Local history: Bexley was mostly fields until its population rapidly expanded in the 19th century. Even today the area has many disconnected settlements, interspersed with areas of open ground and parks.

Erith dates to the Saxon era as a landing place on the Thames and became a significant industrial hub in the 19th and 20th centuries, with notable manufacturing from Vickers and a Royal Dockyard.

The Crossness Pumping Station, described as a "a masterpiece of engineering" and "a Victorian cathedral of ironwork", was opened in 1865 as part of the ambitious redevelopment of the London sewerage system.

It was decommissioned in 1956 and fell into disrepair but was later renovated and is now open to the public as one of the borough's more unlikely tourist attractions.

Getty Images A group of residential tower blocks overlook and artificial lake. A man is walking along the lake in the foreground. Getty Images
The Thamesmead Estate was built in a Brutalist architectural style

What is the electoral history? In the 1960s Bexley, Erith and other councils in Kent were merged and transferred into Greater London. Bexley has mostly been under Conservative control with a few periods of Labour dominance and no overall control. The Tories have run the council continuously since 2006.

What happened in 2022? The turnout was 32.8% and there was a 5.2% swing from Conservative to Labour.

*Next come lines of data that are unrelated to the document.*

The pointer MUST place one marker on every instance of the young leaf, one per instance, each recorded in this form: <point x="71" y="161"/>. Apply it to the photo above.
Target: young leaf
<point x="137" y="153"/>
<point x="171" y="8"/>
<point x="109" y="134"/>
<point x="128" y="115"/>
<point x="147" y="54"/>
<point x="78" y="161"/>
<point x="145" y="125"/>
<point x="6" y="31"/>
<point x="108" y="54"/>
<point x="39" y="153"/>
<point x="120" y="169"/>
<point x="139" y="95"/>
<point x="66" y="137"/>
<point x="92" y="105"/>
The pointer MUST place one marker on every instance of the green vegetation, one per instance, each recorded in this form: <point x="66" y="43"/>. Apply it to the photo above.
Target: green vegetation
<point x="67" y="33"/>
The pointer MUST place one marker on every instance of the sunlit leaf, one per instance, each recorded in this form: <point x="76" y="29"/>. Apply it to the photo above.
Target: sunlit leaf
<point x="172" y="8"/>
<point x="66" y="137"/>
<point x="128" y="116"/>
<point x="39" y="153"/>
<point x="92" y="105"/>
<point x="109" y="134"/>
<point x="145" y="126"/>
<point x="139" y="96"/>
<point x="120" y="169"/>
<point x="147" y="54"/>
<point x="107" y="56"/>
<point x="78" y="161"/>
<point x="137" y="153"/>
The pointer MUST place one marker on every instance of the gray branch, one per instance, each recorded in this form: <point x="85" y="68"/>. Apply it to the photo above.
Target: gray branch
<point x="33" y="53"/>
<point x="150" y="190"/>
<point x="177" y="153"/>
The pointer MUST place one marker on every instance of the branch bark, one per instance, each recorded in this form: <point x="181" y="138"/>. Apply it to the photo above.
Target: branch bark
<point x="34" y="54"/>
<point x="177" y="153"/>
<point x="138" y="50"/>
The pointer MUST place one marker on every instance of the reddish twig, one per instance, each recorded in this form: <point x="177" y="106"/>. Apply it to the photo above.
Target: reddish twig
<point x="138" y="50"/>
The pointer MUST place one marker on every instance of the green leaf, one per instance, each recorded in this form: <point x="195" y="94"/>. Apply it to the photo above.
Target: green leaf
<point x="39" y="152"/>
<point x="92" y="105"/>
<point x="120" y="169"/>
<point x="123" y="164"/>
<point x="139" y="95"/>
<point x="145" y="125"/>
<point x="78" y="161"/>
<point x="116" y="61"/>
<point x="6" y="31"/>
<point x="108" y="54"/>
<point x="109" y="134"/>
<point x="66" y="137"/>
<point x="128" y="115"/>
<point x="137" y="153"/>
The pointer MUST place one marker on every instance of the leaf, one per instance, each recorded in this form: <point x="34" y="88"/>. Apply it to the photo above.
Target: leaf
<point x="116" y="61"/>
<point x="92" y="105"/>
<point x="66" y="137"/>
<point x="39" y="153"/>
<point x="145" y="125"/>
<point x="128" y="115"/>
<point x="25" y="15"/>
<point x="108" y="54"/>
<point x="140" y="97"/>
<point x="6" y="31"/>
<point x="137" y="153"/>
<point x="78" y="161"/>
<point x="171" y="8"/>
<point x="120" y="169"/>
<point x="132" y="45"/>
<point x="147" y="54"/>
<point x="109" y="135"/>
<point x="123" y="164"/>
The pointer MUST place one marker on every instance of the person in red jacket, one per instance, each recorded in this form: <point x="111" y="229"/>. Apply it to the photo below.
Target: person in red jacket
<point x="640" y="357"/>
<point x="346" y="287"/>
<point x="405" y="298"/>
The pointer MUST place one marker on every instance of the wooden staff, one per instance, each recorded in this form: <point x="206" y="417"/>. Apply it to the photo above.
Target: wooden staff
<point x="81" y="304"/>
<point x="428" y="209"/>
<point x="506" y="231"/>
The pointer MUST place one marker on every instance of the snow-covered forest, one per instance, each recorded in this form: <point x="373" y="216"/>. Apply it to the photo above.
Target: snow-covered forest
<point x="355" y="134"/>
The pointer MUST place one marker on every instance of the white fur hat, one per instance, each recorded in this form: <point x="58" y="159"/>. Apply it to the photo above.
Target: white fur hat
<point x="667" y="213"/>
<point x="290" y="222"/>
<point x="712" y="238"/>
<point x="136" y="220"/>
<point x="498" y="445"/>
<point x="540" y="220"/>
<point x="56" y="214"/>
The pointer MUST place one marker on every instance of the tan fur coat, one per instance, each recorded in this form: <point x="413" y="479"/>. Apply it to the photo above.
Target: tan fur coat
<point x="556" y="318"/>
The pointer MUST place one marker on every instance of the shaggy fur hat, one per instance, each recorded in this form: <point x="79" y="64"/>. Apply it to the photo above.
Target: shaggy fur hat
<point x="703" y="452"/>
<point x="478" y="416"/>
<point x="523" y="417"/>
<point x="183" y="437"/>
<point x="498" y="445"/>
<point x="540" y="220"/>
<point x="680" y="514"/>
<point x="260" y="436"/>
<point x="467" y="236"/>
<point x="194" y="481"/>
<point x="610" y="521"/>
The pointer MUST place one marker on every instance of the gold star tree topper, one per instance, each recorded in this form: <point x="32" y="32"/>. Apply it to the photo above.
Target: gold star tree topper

Conservatives: 33 seats (-1)

Labour: 12 seats (+1)

Since the election, three Conservatives have become independents and Labour retained a seat in a by-election.

Election expert Tony Travers on what might happen in Bexley in 2026

What we can expect in Bexley for the 2026 London local elections?

Professor Tony Travers, of the London School of Economics, said Bexley is Reform UK's biggest chance in London.

If you look across the boundary into Kent last year where there were local elections, Reform won almost everything.

It looks as if Bexley could well be Reform's big win in the capital.